Ignacio Uría / Revista Nuestro tiempo
“¿Están seguros de que estamos despiertos? Para mí es como si estuviéramos durmiendo, y soñando”. Esto se lo preguntaba Shakespeare en Sueño de una noche de verano (obra con duende y con bosque) en boca del enamoradizo Demetrio, eternamente cautivado por Helena y solo por eso, digno de aplauso. Pero eso es otra historia. A veces me pregunto qué soñarían los grandes, por ejemplo, Julio César. Sin embargo, pienso en él y se me aparece su onírica esposa, Calpurnia, que vio a su marido ensangrentado en los idus de marzo. También me curiosea Fernando III, rey santo y conquistador que mandó levantar las catedrales de León y Burgos. Supongo que anhelaría la gloria de Dios y verle cara a cara. Al final lo consiguió.
Miguel Ángel ambicionaba diseñar una cúpula más bella que la de Florencia. Paulo III le dijo que lo intentara en San Pedro del Vaticano, pero Buonarrotti sabía que era un sueño inalcanzable. Por eso, se despidió del domo florentino con una declaración de amor: “Me voy a Roma para construir a tu hermana. Más grande, quizá, que no tan bella”. Lo relata Vasari en sus Vidas y “se non è vero, è ben trovato”. Una historiadora británica, Sasha Handley, cuenta en uno de sus libros que, hasta finales del siglo XVII, lo normal era dormir alrededor de cuatro horas, permanecer despierto una o dos horas más, y volver a dormir otras cuatro. ¿Qué hacían entre medias? Unos seguían en la cama, bien hablando o bien rezando; otros se levantaban y comían algo (ah, el viejo resopón), jugaban a las cartas o preparaban la comida del día siguiente. Hoy nos sorprende, pero extraña menos si pensamos en los benedictinos. Estos monjes se retiraban a las siete de la tarde, se levantaban a las once para maitines y laudes y volvían a sus jergones a las dos de la mañana hasta que llegaba la hora prima. Así, día tras día, como en un sueño divino.
En aquellos tiempos, la cama dejó de ser un mueble para dormir y se convirtió en un símbolo de estatus social. Lo narra Hans Christian Andersen en La princesa y el guisante, cuento donde la candidata a reina debe dormir en una cama con veinte colchones y percibir si hay escondido un guisante entre ellos. Solo los reyes podían permitirse tal despliegue de sensibilidad, comodidad y poderío.

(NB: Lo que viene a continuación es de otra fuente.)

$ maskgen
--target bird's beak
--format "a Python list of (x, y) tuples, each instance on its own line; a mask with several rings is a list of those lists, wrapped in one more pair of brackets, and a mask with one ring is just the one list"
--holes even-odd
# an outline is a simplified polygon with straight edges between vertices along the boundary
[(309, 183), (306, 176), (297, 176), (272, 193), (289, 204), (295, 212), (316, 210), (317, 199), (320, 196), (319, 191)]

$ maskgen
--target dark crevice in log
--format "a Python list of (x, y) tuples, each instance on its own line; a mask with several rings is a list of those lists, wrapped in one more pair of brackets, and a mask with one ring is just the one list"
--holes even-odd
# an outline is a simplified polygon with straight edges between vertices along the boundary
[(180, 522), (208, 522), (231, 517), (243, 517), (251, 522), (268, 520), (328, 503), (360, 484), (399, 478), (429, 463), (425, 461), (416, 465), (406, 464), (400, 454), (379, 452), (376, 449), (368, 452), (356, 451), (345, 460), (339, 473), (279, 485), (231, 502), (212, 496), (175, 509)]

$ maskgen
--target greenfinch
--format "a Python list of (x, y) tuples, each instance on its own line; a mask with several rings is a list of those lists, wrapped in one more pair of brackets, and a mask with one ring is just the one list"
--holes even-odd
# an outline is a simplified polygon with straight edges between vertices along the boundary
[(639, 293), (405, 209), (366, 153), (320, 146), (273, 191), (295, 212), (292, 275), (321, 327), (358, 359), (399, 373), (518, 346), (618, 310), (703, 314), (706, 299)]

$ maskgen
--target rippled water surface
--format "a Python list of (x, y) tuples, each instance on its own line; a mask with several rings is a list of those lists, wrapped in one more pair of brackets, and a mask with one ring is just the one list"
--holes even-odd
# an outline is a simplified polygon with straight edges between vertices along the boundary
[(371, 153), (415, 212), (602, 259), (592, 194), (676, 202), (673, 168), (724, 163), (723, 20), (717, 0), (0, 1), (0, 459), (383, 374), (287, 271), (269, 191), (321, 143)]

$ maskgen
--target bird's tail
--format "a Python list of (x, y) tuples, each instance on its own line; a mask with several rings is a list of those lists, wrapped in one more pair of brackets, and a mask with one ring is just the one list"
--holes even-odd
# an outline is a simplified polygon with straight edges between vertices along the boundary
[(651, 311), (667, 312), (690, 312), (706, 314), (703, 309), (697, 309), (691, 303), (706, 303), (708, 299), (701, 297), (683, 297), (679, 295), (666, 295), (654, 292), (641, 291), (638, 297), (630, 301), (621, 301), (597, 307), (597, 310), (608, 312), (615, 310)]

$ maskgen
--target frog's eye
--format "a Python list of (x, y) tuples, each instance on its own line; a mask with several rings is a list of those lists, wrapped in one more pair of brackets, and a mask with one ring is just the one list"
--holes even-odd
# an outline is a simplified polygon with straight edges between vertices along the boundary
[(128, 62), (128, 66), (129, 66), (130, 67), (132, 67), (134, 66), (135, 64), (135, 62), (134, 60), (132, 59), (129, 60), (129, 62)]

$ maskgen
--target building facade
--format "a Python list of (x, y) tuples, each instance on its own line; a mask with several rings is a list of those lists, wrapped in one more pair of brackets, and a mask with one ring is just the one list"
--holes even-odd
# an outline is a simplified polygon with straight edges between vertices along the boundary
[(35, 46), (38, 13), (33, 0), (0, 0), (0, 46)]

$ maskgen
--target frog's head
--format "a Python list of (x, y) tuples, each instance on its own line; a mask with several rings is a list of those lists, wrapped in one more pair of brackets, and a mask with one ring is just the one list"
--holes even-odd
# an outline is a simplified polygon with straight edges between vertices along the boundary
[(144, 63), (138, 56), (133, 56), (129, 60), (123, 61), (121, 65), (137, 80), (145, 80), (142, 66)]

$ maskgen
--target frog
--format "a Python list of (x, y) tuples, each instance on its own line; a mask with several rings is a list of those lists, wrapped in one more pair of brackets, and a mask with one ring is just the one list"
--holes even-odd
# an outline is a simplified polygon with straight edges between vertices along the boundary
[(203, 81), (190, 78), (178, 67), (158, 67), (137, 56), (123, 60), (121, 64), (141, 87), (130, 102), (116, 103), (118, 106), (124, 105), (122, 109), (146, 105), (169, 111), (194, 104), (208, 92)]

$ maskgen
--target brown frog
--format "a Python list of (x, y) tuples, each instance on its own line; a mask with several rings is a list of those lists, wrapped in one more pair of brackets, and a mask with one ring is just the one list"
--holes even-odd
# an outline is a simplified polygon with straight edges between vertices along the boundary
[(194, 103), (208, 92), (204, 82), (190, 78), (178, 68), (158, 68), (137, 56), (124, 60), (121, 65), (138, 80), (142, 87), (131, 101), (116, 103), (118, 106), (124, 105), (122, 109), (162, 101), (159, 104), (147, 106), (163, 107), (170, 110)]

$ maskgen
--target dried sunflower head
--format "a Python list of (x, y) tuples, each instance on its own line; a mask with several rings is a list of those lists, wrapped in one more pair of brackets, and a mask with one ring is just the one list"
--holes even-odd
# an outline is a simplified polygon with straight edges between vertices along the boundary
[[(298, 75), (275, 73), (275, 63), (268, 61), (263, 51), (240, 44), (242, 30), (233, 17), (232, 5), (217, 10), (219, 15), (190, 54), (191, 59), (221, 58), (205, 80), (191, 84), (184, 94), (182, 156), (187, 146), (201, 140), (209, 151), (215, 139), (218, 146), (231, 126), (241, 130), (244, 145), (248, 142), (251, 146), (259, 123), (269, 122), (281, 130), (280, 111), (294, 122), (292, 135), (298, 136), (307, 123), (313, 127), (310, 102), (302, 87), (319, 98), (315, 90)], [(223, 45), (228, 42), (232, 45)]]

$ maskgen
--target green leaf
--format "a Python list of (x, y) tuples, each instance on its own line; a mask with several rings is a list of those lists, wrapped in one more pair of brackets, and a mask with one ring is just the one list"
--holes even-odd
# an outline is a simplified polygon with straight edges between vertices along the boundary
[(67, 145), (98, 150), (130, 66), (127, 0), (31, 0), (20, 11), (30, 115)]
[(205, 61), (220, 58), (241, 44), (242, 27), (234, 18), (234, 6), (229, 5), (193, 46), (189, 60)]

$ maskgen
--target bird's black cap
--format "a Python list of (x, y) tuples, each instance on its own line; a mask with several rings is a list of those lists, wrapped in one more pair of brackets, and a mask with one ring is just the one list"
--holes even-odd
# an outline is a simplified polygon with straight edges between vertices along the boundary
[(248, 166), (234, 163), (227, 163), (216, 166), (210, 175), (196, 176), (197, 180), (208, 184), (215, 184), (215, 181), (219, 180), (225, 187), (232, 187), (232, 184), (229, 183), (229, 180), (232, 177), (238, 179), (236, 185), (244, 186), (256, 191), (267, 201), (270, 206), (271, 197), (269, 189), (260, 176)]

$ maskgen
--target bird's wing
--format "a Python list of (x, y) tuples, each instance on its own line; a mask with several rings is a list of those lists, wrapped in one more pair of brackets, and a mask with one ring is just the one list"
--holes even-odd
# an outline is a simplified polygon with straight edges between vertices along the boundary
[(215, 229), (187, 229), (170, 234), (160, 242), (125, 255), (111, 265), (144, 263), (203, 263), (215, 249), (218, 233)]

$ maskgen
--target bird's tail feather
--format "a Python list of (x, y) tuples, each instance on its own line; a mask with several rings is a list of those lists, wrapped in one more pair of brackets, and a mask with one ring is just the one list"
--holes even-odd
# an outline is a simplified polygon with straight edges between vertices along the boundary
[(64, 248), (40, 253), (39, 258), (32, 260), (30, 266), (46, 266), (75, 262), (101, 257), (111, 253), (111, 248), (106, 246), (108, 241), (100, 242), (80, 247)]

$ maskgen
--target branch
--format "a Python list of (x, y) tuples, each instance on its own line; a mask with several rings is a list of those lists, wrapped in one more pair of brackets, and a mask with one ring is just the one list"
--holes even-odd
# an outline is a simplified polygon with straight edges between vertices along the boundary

También Cervantes, con esa vena cronista tan suya, nos habla de cómo dormían hidalgos y campesinos: “Cumplió don Quijote con la naturaleza durmiendo el primer sueño, sin dar lugar al segundo, bien al revés de Sancho, que nunca tuvo segundo, porque le duraba el sueño desde la noche hasta la mañana, en que se mostraba su buena complexión”. Las cosas cambiaron con la Revolución Industrial y la llegada de la iluminación artificial. Primero, el gas; después, la electricidad, y de remate, los horarios inhumanos de las fábricas. El cuerpo perdió el oremus y ya no sabía si tenía que seguir despierto, dormir o levantarse. Tan solo la siesta (que resiste ahora y siempre al invasor, cual guerrero galo) nos recuerda esa alternancia de sueño y vigilia característica de otras épocas, más humanas por más lentas y menos capitalistas. El sueño, qué gran cosa aunque se ronque y apenas dure unas horas. Los sueños, más grandes aún porque duran años y sobreviven al que los tiene. ¿Soñamos para vivir? ¿O quizá para olvidar? Vivir, dormir, morir: soñar acaso, pero soñar para quedarse corto.